Yeah reading all the comments by this user a lot of things sound a bit sus.
I know this may be difficult for you to understand, but a whole lot of people lost their jobs during Covid, and had even less to spend. That is why it was relatively easy for those with money to buy housing.
Saving isn't an option when your entire wage is spent before you make it, just to exist. Or when you aren't allowed to work because of external circumstances.
So you boght during a housing crisis where people were losing their jobs and the economy was in shambles.
Yeah, that's about what the figure I came up with was. Oh well I'll keep throwing money away on rent I guess.
Alright mate, I hope for you to someday pass the obstacles in your way. Wishing all the best to you!
Congrats on your success though. Didn't mean to sound bitter towards you if it came off that way.
You didn't mate, it's all good, and I don't consider myself successful for saving money for a year. It appears to have been on a bit of an easy-mode.
Feel like emotions are high here, and I've been looking into this credit rating system during this convo and I kinda start to understand the emotions coming off.
....
I grew up in a bad neighborhood. My parents house cost them 20k in 1980.

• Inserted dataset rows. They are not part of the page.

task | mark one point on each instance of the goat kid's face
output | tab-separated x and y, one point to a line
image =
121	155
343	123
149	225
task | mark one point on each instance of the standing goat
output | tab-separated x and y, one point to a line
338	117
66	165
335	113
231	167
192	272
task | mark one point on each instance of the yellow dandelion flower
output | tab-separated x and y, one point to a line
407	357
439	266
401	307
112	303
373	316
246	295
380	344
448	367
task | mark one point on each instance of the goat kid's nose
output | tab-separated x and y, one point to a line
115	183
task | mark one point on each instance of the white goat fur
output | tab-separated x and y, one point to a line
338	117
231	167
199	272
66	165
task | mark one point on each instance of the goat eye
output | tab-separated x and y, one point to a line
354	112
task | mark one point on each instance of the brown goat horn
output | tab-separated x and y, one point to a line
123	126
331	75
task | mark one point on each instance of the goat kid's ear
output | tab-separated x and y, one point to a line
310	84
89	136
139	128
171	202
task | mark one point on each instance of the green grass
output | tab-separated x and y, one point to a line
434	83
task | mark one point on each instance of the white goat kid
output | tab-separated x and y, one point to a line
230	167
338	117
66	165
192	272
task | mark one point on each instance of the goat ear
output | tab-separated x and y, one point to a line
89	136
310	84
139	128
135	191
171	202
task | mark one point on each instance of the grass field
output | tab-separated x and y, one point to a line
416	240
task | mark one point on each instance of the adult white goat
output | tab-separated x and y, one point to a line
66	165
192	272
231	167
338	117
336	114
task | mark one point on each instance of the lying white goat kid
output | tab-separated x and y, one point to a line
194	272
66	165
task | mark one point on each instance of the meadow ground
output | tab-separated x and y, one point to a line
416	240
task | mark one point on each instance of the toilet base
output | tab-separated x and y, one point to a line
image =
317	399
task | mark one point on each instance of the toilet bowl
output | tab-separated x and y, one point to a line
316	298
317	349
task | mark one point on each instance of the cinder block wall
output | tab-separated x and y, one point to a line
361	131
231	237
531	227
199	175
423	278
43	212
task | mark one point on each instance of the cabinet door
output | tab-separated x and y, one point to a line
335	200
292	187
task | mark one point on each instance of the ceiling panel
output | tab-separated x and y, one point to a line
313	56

It sold for 450k in 2001. The original house is still there, a postwar concrete prefab with zero wall insulation capacity that freezes and weeps in winter and broils in summer, but the yard is looong gone with a subdivision.
The RENT on that fucking house is now more per year than my parents paid to own it. Without the yard.
Shit is broken
Because there aren’t good jobs in those places anymore. So entitled wanting access to jobs…
And acting like NY, SF etc are the only places with a housing crisis. And the only places people want to live. It’s pretty much a housing crisis in any town with jobs.
Lmfaoooo
I live in Ohio bud. It's not entitlement.
The entitlement of... Not wanting to live in the middle of nowhere??